Customized opencl code

#Introduction There are several reasons that may convince you that writing your own openCL code could be more appealing than purely relying on the package compiler:

The functions you need are not available in the package
The performance of the compiled code does not meet the requirement
You are familar with openCL and would like to work with openCL code directly

Rather than the traditional boring and painful programming procedure for the openCL language, writing your own code in R is fairly simple: just provide the package your code and the package will set up everything for you. The package also provide a template-like feature to relieve you from the annoying argument type consistency problem. If you are not familar with the openCL language, there are tons of great introductions on the internet, please read them first and make sure you have the basic concept of the openCL before you read the next section.

#Example It is alway good to start the tutorial with the simplest example, let’s suppose we want to compute A+B where A and B are both vector. If we use the native openCL code to write it, it would be.

#The kernel code
src="
kernel void vecAdd(global double* A, global double* B, global double* res){
uint id=get_global_id(0);
res[id]=A[id]+B[id];
}
"
#check and set the device
getDeviceList()
#> No device has been found, please make sure the computer has a graphic card or the driver has been properly installed.
#> Hint:
#> For CPU, you can install the intel's / ATI's graphic driver for the intel's / AMD's CPU respectively.
#> For GPU, you need to download the graphic driver from your vendor's website.
#> No device has been found!
#> NULL
setDevice(1)
#> No device has been found!
#> NULL
#Data preparation
n=1000
A=runif(n)
B=runif(n)
#Send the data to the device
#The argument type and device are optional
A_dev=gpuMatrix(A,type="double",device = 1)
#> No device has been found!
B_dev=gpuMatrix(B,type="double",device = 1)
#> No device has been found!
#Create an empty vector to store the result
res_dev=gpuEmptMatrix(row=n,col=1,type="double",device = 1)
#> No device has been found!

#Call the kernel function to excute the code
#No return value
.kernel(src = src,kernel="vecAdd",parms=list(A_dev,B_dev,res_dev),.device = 1,.globalThreadNum = n)
#> No device has been found!
#> NULL

#retrieve the data and convert it into a vector
res_dev=download(res_dev)
res=as.vector(res_dev)

#Check the error
range(res-A-B)
#> [1] NA NA

As you see here, working with the openCL code in gpuMagic is very similar to working with the C++ code in Rcpp.
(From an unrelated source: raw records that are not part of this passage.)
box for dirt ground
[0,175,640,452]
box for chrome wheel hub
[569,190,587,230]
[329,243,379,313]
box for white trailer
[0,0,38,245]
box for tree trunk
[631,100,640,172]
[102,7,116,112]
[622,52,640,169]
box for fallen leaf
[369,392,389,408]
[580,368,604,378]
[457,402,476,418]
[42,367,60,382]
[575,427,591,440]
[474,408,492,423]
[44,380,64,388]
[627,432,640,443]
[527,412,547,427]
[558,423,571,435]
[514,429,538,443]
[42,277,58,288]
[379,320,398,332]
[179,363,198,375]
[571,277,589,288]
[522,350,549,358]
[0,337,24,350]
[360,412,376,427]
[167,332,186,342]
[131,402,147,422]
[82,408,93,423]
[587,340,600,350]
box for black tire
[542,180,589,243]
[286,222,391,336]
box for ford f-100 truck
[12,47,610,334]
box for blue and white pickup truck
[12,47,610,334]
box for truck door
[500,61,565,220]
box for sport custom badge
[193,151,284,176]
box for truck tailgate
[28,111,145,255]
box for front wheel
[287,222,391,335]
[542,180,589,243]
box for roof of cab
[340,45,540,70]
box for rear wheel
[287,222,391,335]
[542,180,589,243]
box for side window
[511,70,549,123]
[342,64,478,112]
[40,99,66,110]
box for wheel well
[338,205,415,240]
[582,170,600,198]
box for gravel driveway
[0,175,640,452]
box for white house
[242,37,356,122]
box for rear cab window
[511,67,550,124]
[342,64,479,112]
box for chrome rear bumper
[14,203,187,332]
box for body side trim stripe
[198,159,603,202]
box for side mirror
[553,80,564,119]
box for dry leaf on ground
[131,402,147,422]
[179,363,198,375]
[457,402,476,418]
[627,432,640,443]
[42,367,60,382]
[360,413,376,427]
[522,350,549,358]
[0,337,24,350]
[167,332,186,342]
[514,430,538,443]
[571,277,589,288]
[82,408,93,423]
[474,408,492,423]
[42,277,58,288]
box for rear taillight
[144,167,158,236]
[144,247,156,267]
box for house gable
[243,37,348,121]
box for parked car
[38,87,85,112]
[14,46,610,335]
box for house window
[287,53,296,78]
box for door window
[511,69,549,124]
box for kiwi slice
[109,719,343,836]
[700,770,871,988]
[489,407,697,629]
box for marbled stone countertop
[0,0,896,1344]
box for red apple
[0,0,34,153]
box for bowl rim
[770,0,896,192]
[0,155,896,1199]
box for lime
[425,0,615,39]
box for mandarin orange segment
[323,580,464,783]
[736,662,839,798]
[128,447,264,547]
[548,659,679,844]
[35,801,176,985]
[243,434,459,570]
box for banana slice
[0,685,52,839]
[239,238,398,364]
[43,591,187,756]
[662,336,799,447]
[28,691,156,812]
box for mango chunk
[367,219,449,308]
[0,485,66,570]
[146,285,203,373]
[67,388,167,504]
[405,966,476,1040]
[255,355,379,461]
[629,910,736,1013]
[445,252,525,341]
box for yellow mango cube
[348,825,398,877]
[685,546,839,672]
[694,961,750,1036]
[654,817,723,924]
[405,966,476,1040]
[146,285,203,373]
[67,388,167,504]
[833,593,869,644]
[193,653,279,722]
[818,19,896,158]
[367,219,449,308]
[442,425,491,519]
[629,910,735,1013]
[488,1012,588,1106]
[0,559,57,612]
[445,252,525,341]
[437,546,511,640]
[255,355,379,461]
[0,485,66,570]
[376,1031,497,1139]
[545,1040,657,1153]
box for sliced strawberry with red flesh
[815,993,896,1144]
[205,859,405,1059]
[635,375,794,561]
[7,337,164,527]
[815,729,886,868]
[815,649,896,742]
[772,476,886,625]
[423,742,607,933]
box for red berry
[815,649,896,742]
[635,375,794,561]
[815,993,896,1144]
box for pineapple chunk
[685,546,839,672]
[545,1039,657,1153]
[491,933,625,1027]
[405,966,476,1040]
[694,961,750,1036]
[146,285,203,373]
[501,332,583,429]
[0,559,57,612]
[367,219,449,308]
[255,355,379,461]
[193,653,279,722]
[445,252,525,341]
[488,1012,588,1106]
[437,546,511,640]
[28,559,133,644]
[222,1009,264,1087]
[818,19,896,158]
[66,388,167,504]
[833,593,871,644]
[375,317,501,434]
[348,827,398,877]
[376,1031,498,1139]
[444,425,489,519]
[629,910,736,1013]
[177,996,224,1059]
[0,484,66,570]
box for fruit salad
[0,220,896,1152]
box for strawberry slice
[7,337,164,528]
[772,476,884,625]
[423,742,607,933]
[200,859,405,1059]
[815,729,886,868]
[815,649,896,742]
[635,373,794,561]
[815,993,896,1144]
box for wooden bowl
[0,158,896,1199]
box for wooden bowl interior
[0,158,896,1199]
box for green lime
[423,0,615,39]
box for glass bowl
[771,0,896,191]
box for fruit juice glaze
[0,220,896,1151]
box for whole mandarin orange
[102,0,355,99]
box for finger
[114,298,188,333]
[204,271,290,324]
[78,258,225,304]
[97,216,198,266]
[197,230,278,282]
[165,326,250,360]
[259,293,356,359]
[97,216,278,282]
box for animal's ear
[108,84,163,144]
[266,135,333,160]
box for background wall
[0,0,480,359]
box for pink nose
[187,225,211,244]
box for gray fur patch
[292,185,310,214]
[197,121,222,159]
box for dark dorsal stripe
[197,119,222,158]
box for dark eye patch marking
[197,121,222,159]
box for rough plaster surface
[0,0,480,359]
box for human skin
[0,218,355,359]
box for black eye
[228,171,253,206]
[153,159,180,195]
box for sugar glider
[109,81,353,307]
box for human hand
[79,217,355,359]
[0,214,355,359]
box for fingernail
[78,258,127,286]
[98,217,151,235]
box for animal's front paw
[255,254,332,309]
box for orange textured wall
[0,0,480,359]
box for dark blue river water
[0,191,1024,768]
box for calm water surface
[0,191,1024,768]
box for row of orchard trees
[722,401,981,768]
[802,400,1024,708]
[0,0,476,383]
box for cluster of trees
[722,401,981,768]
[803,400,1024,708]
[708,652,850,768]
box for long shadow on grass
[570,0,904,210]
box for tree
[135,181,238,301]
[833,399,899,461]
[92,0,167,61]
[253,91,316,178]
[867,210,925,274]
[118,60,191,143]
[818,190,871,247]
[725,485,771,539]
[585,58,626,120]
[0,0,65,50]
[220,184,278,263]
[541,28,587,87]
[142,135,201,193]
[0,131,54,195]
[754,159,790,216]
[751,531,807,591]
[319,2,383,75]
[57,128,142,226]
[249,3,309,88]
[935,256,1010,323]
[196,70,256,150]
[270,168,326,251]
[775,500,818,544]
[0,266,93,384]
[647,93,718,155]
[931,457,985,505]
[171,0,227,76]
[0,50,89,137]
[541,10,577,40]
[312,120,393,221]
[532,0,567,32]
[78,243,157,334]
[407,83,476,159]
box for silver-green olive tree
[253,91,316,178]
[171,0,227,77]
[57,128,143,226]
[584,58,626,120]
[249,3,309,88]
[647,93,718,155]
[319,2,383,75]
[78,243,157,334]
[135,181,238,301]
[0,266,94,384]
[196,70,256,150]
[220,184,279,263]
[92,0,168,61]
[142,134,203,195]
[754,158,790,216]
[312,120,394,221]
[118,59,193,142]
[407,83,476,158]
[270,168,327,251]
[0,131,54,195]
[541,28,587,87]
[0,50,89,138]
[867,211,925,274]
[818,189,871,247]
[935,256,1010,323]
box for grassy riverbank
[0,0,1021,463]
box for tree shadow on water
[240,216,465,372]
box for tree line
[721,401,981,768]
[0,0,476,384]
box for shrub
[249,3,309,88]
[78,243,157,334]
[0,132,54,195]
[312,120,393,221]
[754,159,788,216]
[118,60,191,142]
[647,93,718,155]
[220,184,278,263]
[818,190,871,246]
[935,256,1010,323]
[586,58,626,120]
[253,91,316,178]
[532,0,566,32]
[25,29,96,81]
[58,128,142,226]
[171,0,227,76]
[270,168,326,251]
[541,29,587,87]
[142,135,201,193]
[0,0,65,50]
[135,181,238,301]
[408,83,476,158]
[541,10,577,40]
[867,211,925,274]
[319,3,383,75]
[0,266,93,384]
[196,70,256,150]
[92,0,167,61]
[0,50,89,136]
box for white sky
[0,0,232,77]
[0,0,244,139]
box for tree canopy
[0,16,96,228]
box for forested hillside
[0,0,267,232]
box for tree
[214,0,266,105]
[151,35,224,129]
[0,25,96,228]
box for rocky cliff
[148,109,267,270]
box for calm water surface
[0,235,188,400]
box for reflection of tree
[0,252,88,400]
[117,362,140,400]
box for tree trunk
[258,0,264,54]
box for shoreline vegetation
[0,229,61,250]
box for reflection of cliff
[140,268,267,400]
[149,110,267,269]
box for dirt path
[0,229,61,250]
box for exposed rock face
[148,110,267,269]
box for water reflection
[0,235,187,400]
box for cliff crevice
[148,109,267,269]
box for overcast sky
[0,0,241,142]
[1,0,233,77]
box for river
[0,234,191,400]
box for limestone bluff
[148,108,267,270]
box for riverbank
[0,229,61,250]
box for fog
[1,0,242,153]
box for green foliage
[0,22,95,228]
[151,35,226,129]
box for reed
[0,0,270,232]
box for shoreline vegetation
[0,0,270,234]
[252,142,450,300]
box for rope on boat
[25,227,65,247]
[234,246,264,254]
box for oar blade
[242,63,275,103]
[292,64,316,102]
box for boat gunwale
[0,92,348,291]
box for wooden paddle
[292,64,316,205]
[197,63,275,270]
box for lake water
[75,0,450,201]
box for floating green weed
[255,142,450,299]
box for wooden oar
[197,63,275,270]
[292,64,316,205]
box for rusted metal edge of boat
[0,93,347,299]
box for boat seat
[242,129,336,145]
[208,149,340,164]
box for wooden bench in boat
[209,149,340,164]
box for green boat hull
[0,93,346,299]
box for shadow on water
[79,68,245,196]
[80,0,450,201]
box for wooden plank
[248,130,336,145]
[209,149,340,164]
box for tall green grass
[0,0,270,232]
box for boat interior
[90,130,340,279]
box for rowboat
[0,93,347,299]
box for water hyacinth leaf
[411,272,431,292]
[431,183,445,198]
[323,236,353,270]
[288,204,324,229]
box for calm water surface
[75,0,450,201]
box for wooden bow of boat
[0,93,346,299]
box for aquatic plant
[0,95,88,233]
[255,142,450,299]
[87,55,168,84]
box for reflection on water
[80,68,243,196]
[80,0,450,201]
The major difference is that you need to send and retrieve the data before and after the code excution. The .kernel function does not have any return value since the S4 class gpuMatrix contains a pointer, it is able to retrieve the final result after the code has been excuted. Please note that the .kernel function would not block your console, so you can continue to excute the code in the next line immediately as long as you don’t call the download function.

#Using template You may notice that you can specify the variable types when converting an R object into gpuMatrix class. The available types will be list in the end of this documentation. However, when you change the variable type, you need to make sure that the function argument in your openCL code also matched it, which is clumsy. Therefore, the .kernel function provice a set of macros to handle the variable types. These macros will automatically find the correct variable type and provide a template-like feature, they are: auto, gAuto, lAuto. The auto macro will find the variable type; gAuto and lAuto are short for global auto and local auto respectively. If you have no idea of global and local, please refer to the opencl Address space qualifier. Here we use the same example to illustrate the use of the macro.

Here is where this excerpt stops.